Das Programm auf der ersten CD - ebenfalls komplett von Jahn allein eingespielt - baut auf dem Inhalt der eben beschriebenen zweiten Disc und gleichzeitig der 7inch/EP aus dem Jahre 1977 auf. Wieder leitet uns ein Klang aus kleinen Glocken in das Werk hinein, bevor eine Akustikgitarre den Faden aufnimmt. Hier ist ein einziger Titel zu hören, der in mehrere Kapitel unterteilt ist, die letztlich auch über den CD-Player einzeln ansteuerbar sind. Aber wer will das bei einem Song mit eigener Dramaturgie schon tun? Vorbilder wie Mike Oldfield und Pink Floyd lassen schön grüßen, denn die instrumentalen Ausflüge Lothar Jahns lassen diese Liebe zu den britischen Kollegen nicht nur erahnen, sondern auch fühlen. Es gibt ein Wiedersehen bzw. Wiederhören mit den Liedern "Vernal Start" und "Come On And Hold Me", die zusammen mit den Instrumentalstücken der Single und neuen Erweiterungen der Jahn'schen Ideen jetzt eine Einheit bilden. Auch hier ist das Vorbild Mike Oldfield offenbar Ideengeber, denn in Liedern wie "Crises" oder "Taurus II" ließ der britische Multiinstrumentalist Lieder über eine komplette LP-Seite erklingen und baute darin verschiedene Spielarten und Elemente ein. Dies macht auch Lothar Jahn, tut es seinem Kollegen Oldfield gleich und holt damit seine Hörer vom ersten Glockenläuten an in sein Reich aus Tönen und Melodien ab. Ein wunderbares Werk.

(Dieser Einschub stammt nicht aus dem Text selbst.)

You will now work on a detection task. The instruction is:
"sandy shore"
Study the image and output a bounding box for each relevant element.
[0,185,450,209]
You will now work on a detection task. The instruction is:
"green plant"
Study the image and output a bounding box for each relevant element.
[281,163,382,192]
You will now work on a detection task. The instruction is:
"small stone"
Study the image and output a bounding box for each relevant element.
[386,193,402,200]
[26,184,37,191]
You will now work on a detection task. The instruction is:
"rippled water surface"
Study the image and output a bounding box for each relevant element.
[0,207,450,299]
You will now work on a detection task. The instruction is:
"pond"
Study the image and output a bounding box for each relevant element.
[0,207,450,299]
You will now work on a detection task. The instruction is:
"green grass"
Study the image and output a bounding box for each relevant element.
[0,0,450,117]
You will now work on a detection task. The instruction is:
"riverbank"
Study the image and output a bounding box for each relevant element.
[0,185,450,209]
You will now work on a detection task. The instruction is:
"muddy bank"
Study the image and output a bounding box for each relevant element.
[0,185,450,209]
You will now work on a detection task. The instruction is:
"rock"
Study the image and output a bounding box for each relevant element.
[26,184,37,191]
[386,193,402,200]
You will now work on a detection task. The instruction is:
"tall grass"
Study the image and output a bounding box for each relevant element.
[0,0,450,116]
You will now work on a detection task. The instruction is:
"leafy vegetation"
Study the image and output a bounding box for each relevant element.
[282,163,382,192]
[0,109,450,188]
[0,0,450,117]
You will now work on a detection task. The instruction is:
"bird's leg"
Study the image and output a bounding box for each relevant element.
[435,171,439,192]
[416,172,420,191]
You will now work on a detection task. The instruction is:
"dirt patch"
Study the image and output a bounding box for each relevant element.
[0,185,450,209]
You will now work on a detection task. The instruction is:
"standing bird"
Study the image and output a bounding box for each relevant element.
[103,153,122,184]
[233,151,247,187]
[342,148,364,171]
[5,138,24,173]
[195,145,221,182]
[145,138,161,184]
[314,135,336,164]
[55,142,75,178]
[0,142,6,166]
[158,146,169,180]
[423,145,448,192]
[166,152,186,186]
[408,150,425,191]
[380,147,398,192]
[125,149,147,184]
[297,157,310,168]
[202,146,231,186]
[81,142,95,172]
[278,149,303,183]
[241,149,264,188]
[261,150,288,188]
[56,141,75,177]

"Dreams Of 75" ist ein wirklich gelungenes Album, das Historisches mit aus der (Corona-)Not heraus geborenen und von einem Spanier namens Ramon Piserra "verursachten" frischen Klängen vereint. Es ist abwechslungsreich und man kann sich darauf verlassen, hier echte Instrumente und einen Musiker aus Fleisch und Blut bei seiner Berufung zu hören. Keine Konservenkost aus den Fabriken der Musikindustrie, sondern warme und ehrliche Musik mit Tiefe und Seele. Apropos "warm" … Wer das Werk gern mit dem warmen und knisternden Klang einer Schallplatte genießen möchte, kann dies zeitnah tun, denn die Jungs aus Illinois/USA lassen dem Silberling noch ein Doppel-Album aus Vinyl folgen, das dieser Tage aus dem Presswerk kommen soll. Wo, wenn nicht hier, passt das wie die vielzitierte Faust aufs Auge? Und welcher Musikant unter unseren Lesern wünscht sich jetzt nicht auch einen Ramon Piserra?